Se cuenta en el Antiguo Testamento que Elías fue enviado por Dios a una viuda pobre en la ciudad de Sarepta de Sidón, para que le sustentara. Cuando el profeta llegó la encontró afanada recogiendo leña junto a la puerta de la ciudad. Le pidió agua, que ella se apresuró a servirle. Luego le reclamó un poco de pan. Ella le contestó que solo le quedaba un poco de harina y aceite, con los que había pensado cocer unas tortas para ella y su hijo, para luego dejarse morir de hambre. Elías le pidió que compartieran el alimento y ella lo hizo, confiando en Dios. A partir de entonces y como recompensa por su generosidad nunca escaseó la harina en la tinaja, ni el aceite en la vasija menguó, a pesar de que los tres comieron hasta saciarse muchos días.
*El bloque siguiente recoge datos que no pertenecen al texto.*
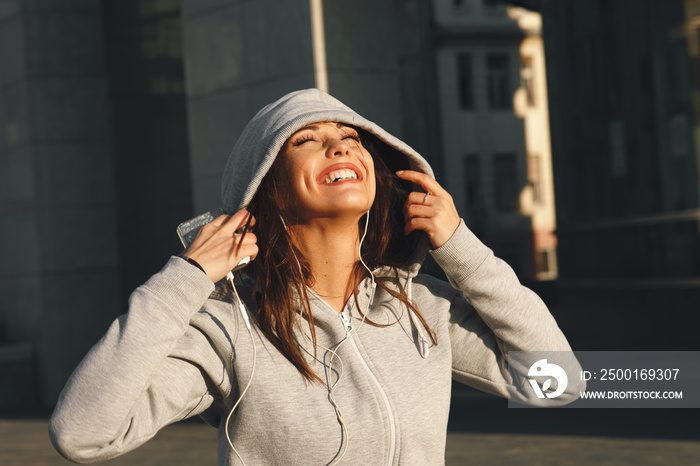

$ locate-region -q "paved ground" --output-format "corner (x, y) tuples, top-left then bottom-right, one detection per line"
(0, 416), (700, 466)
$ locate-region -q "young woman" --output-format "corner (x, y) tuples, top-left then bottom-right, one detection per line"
(50, 89), (578, 465)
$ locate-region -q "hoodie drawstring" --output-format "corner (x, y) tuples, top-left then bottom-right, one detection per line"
(406, 277), (430, 359)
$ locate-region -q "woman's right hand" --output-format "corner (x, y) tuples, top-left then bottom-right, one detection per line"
(185, 209), (258, 283)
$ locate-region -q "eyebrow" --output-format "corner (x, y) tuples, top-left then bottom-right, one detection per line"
(297, 121), (352, 132)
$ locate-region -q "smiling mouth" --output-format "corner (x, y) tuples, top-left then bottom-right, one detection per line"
(316, 164), (362, 185)
(323, 168), (357, 184)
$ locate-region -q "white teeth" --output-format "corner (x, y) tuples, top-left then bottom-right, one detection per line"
(323, 168), (357, 184)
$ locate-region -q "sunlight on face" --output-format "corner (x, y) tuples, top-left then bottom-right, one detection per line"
(280, 122), (376, 220)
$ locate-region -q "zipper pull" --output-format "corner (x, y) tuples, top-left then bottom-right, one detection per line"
(338, 311), (352, 333)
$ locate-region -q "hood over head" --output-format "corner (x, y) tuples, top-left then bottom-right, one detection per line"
(221, 89), (435, 214)
(216, 88), (435, 273)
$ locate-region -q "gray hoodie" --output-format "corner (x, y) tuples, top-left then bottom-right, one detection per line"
(50, 89), (580, 465)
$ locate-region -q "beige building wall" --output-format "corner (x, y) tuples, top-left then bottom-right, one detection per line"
(508, 7), (557, 280)
(433, 0), (556, 280)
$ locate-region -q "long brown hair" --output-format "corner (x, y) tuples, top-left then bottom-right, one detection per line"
(243, 128), (437, 383)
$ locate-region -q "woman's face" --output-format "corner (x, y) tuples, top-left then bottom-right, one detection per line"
(281, 122), (376, 220)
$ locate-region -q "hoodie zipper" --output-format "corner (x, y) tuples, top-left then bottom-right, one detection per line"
(339, 311), (396, 465)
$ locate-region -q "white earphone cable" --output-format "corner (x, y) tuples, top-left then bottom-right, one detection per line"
(224, 272), (258, 466)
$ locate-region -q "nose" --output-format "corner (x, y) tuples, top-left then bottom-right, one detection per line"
(326, 138), (350, 158)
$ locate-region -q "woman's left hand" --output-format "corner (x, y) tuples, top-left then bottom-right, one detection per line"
(396, 170), (460, 249)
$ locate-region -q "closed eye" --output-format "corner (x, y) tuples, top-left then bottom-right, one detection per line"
(292, 134), (316, 146)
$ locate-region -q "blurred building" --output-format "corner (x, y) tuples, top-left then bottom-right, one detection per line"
(433, 0), (557, 281)
(518, 0), (700, 285)
(512, 0), (700, 350)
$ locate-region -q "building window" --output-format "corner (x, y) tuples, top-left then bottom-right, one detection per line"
(486, 53), (513, 110)
(527, 155), (543, 205)
(452, 0), (471, 14)
(483, 0), (506, 15)
(493, 154), (519, 213)
(457, 53), (474, 110)
(464, 154), (483, 215)
(535, 248), (558, 280)
(520, 57), (535, 107)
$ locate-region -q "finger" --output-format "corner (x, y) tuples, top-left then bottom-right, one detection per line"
(406, 191), (436, 205)
(404, 204), (437, 222)
(221, 209), (250, 230)
(396, 170), (447, 196)
(403, 217), (432, 235)
(235, 231), (258, 244)
(209, 214), (231, 227)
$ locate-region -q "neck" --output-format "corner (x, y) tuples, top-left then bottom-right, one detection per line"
(290, 215), (360, 312)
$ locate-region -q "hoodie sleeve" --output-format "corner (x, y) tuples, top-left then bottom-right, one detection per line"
(49, 257), (223, 462)
(431, 221), (585, 405)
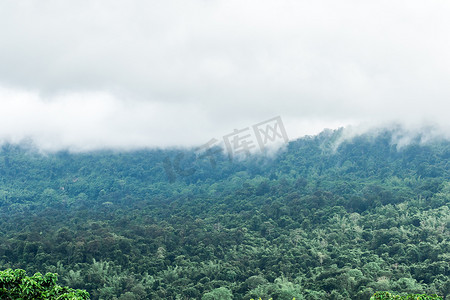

En el polo opuesto a esa viuda estaba uno de mis conocidos de cuyo nombre no quiero acordarme, hasta el punto de que Molière se podría haber inspirado en él para crear al protagonista de El avaro. Imagino que esa mentalidad mezquina se debería a la escasez de la posguerra y la miseria vivida en su infancia, pero no contribuyó a hacerlo más feliz, ni siquiera más adinerado. Recibió un negocio próspero, que fue arruinando a poquitos por pensar que invertir en la tienda era un desperdicio y que tenerla cada vez más desabastecida de productos por miedo a no venderlos suponía una excelente estrategia comercial. Siguiendo el mismo impulso no realizó ninguna reforma en la vivienda alquilada, ni adquirió otra propia más moderna y cómoda, pasando frío, malcomiendo y con privaciones. Y su forma egoísta y roñosa de tratar a sus parientes, vecinos y clientes no favorecía que se le cogiera afecto. Es cierto que esos ahorros tan fatigosamente obtenidos le permitieron pagar una residencia hasta el fin de sus días, tras la jubilación, lo cual teniendo en cuenta que llegó a los cien años no es moco de pavo… Pero, seamos sinceros, si hubiera invertido su dinero de forma menos cicatera probablemente hubiera llegado al mismo resultado, pero de manera más placentera y satisfactoria. Y con réditos de cariño y compañía.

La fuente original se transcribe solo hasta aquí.